Ethiopia’s agriculture, forestry and fishing sectors, which contributed 31.1 per cent to the country’s GDP in 2018, are crucial sectors as they employ two thirds of its labour force according to a recent report by Research and Markets.
Smallholder farmers account for 95 per cent of the sector’s production and commercial farms account for the balance. The agri-business sector depends on traditional farming methods and a rain-fed farming system, and the cost of production inputs and transportation is high. Ethiopia’s main staple crop is maize, while the main cash crops are coffee and sesame seed.

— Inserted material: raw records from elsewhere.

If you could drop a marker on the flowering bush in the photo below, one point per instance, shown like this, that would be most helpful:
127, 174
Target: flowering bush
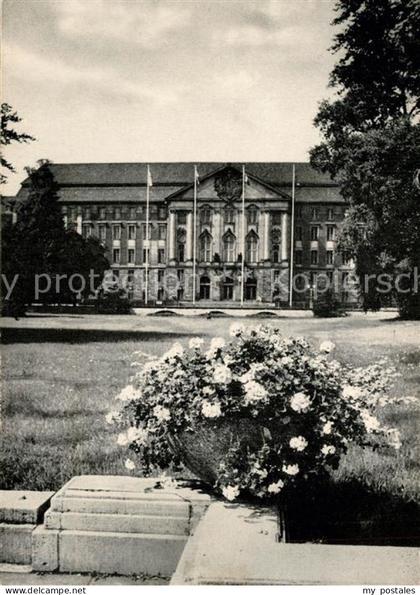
267, 412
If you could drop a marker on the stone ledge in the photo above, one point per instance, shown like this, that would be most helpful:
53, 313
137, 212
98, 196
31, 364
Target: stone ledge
236, 545
23, 506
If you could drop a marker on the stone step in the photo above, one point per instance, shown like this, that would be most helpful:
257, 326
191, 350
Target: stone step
120, 523
15, 543
173, 508
106, 552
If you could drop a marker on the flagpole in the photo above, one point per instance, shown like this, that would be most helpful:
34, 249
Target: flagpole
146, 261
292, 230
194, 232
243, 237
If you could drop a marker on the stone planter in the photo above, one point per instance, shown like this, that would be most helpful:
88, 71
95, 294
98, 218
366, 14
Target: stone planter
204, 447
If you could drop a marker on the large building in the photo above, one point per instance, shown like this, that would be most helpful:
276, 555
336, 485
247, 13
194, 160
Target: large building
109, 200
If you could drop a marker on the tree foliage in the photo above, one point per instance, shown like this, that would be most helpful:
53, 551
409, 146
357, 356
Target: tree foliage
37, 249
9, 135
371, 140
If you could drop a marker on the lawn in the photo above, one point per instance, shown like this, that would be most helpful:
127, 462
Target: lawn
61, 374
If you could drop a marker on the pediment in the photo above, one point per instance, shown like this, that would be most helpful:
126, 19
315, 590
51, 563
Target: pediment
224, 186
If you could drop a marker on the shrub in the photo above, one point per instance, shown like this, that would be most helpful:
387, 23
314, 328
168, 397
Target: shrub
260, 415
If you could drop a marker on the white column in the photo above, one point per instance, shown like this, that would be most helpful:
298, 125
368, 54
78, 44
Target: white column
284, 236
266, 237
188, 242
171, 236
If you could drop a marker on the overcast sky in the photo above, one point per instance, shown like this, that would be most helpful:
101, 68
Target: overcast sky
169, 80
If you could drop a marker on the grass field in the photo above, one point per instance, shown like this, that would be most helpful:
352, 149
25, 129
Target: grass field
61, 374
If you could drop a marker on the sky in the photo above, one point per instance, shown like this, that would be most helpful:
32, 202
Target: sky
165, 80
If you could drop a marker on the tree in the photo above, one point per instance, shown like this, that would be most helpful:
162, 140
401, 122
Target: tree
10, 135
371, 142
38, 249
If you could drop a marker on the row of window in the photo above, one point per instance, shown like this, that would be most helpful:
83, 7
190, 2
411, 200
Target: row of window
314, 257
131, 256
88, 230
115, 213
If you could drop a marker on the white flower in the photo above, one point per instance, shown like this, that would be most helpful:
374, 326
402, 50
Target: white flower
327, 346
216, 343
274, 488
236, 329
122, 439
137, 435
129, 464
230, 492
112, 417
298, 443
254, 391
129, 393
175, 351
299, 402
211, 409
161, 413
195, 343
370, 421
291, 469
352, 392
222, 374
327, 428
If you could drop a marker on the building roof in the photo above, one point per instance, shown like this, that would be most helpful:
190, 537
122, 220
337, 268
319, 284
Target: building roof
109, 182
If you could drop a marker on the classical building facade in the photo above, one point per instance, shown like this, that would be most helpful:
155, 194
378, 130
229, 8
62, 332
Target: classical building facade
109, 201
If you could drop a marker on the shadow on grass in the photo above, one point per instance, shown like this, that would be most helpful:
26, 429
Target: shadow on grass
352, 513
51, 335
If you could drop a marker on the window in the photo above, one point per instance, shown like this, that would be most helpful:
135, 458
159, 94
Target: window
251, 248
314, 232
330, 233
182, 217
252, 215
116, 255
162, 231
116, 232
229, 216
162, 213
181, 252
276, 252
205, 215
346, 258
131, 232
229, 247
276, 218
144, 228
205, 247
102, 232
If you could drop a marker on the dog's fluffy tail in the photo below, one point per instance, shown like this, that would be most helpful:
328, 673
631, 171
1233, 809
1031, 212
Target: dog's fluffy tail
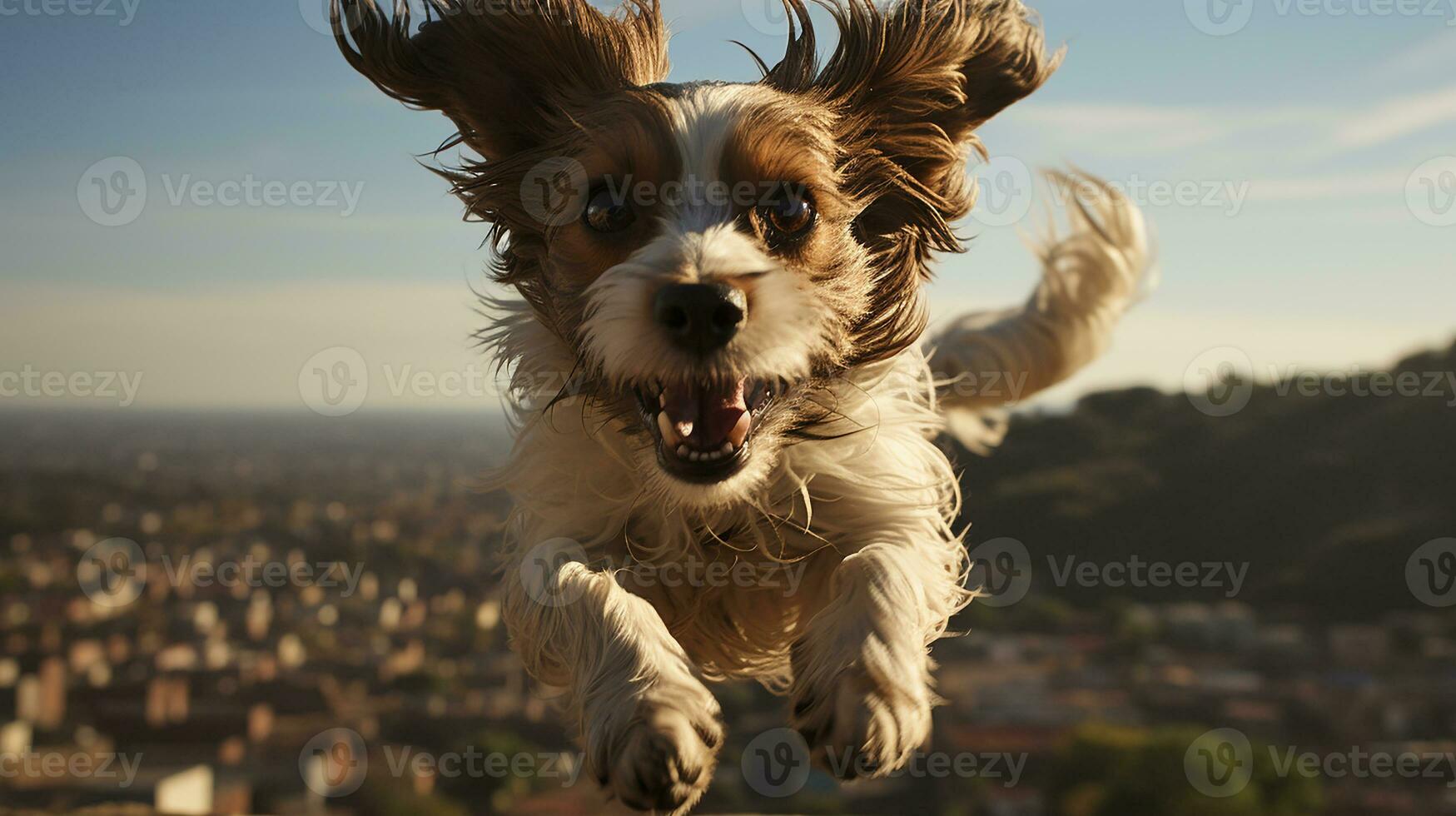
989, 361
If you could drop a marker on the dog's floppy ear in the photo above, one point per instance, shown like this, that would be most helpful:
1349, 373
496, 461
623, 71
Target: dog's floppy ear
910, 85
505, 73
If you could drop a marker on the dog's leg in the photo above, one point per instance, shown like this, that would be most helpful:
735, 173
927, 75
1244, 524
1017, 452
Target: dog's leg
862, 670
651, 730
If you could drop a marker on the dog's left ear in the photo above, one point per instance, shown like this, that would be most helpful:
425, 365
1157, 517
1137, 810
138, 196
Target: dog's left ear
509, 73
910, 85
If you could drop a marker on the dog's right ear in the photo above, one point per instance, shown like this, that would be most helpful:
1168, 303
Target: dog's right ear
509, 75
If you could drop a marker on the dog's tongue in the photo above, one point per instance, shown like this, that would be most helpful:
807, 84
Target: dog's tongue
708, 415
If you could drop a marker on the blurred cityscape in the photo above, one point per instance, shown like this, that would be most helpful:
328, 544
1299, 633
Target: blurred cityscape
318, 598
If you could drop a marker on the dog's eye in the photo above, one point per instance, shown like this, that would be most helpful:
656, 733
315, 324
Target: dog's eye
606, 213
789, 213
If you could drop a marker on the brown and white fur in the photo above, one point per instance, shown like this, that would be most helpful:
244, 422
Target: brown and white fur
835, 472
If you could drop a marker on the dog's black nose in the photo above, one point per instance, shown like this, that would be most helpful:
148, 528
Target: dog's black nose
701, 316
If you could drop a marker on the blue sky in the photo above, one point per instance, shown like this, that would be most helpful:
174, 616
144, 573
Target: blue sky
1314, 137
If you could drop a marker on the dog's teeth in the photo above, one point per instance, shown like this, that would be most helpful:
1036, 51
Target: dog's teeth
670, 435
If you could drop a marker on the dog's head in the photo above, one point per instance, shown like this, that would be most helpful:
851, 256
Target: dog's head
711, 254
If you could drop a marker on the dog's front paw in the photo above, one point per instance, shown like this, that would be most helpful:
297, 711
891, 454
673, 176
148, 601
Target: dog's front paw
664, 751
858, 726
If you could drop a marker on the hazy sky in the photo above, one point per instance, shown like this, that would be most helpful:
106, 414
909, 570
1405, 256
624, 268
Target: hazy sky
1310, 145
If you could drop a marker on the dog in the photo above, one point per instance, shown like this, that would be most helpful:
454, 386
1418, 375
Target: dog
718, 351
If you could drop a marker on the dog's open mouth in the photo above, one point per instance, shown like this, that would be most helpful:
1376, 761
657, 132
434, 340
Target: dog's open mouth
705, 430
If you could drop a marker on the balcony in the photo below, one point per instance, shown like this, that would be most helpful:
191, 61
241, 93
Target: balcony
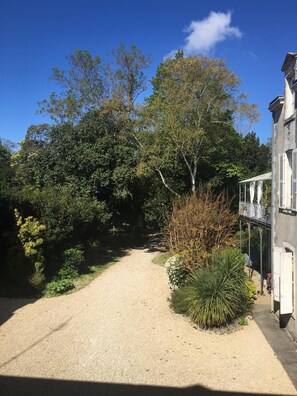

Ethiopia is the birthplace of Arabica coffee and is the biggest coffee drinking country in Africa. Coffee is Ethiopia’s largest export product and a high-value cash crop, and is considered of strategic national importance as it employs many of the country’s people. One of the challenges faced by the coffee sector is that many coffee farmers, especially in the eastern parts of Ethiopia, are replacing the cultivation of coffee with other crops. Coffee production is decreasing due to rising temperatures and decreasing rainfall, caused by climate change. The government is advising farmers to move their coffee plantations to higher altitudes where temperatures are lower and rainfall higher.
Despite favourable conditions for the production of a variety of crops, crop yields are low because there is limited use of improved seeds, fertilisers and pesticides, and irrigation is not widely used.